Si l’on peut néanmoins dégager trois périodes dans l’œuvre de Ligeti, si l’on peut cerner les différentes manières dont les musiques populaires peuvent nourrir son inspiration et les différents niveaux auxquels cette influence peut éventuellement être sensible dans sa musique, Simon Gallot fait état des constantes qui traversent la vie et l’œuvre du compositeur depuis l’enfance. En tout premier lieu on trouve une curiosité insatiable. Les centres d’intérêts de Ligeti couvrent de nombreuses sphères sans jamais qu’il ne reste à la surface des choses – sciences naturelles, linguistique, cultures populaires, histoire, politique, mathématiques dont les fractales... – et chaque sphère devient pour lui une source intarissable de possibilités musicales en raison de sa capacité à inventer à partir d’elle des systèmes nouveaux, aux éléments combinables, aussi solides que tout autre procédé qui au siècle dernier tentait de remplacer ou de suppléer un système tonal épuisé. Des références hongroises, roumaines, slovaques et serbes, qui pénétraient son enfance, à celles de l’Afrique, qui ont tant compté pour lui, et bien au-delà, quand il s’agit de cultures populaires, en plus des structures et de l’attrait certain de l’hétérophonie ou de la polyrythmie, par exemple, ce ne sont pas seulement les hauteurs et les intervalles des sons, purs ou impurs, qui l’inspirent mais leur épaisseur et leur rugosité nées parfois de péripéties interprétatives. Son art peut aller jusqu’à effacer toute trace perceptible des influences d’origine et en tous les cas sa musique conserve une indépendance et une originalité entre cérébralité et affect.


Simon Gallot n’avance rien sans preuve.
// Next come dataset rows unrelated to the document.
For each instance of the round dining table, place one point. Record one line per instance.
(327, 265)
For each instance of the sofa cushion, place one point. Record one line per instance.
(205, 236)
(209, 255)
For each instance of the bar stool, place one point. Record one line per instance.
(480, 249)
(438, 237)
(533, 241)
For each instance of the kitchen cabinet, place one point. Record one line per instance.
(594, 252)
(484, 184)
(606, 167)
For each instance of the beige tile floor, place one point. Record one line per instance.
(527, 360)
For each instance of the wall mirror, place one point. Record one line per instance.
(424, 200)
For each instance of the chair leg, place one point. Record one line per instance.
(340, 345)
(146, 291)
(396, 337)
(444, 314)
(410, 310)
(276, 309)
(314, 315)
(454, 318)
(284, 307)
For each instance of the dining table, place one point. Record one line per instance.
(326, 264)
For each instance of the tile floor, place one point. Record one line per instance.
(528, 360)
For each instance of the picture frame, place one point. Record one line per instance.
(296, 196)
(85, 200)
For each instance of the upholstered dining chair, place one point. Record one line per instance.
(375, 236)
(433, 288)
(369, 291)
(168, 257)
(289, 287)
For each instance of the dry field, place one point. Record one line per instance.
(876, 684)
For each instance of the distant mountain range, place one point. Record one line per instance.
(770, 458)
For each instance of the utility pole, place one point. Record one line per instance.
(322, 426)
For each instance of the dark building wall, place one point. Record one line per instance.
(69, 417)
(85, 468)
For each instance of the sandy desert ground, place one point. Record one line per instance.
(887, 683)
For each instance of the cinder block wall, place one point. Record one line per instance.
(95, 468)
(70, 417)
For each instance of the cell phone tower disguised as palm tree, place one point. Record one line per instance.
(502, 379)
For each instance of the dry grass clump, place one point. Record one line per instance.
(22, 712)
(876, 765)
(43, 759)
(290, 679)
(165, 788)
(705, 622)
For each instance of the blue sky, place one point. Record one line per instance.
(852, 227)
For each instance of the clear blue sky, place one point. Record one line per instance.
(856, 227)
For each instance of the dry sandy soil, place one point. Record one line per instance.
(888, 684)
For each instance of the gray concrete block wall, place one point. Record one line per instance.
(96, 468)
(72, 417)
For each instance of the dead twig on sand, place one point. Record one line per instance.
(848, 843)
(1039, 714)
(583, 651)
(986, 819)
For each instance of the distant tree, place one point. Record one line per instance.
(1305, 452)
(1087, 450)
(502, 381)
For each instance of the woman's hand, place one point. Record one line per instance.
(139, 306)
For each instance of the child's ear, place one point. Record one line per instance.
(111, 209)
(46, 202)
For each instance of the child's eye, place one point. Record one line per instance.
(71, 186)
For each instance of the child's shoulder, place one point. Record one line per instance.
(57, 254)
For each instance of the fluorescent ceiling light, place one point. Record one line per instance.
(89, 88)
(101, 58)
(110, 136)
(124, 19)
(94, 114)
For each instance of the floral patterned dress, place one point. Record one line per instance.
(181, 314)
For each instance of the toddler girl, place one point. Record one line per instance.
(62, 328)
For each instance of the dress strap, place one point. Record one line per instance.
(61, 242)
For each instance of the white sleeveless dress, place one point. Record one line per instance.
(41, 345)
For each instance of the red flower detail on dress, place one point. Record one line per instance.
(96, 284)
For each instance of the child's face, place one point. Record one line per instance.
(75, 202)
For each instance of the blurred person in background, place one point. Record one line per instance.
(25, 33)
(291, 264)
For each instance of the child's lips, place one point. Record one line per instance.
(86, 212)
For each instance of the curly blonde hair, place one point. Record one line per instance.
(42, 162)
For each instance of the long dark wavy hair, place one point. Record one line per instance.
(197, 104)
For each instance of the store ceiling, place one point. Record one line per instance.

Chaque point est soutenu par des exemples tirés de l’œuvre de Ligeti souvent accompagnés d’extraits de partition significatifs, par des références bibliographiques annotées, par des illustrations pertinentes, ou, le cas échéant, par le détail biographique. L’accent se porte, dans ce dernier cas, sur l’enfance et les années formatrices, sources de problèmes identitaires, religieux, philosophiques et dangereusement politiques jusqu’en 1956, qui ont forgé le caractère et la personnalité du compositeur. C’est un travail hautement documenté d’universitaire qui met à profit les nombreux manuscrits maintenant détenus par la Fondation Sacher de Bâle dont les cahiers d’esquisses d’entre circa 1939 et 1953 qui lui permettent de souligner l’importance des partitions inédites du compositeur pour une meilleure compréhension de son évolution musicale. On n’oublie pas les travaux antérieurs de Simon Gallot; docteur en musicologie, il est l’auteur d’un mémoire et d’une thèse datant de 2005, tous deux consacrés à Ligeti qu’il eut le bonheur de connaître au cours de ses études à la Hochschule de Hambourg.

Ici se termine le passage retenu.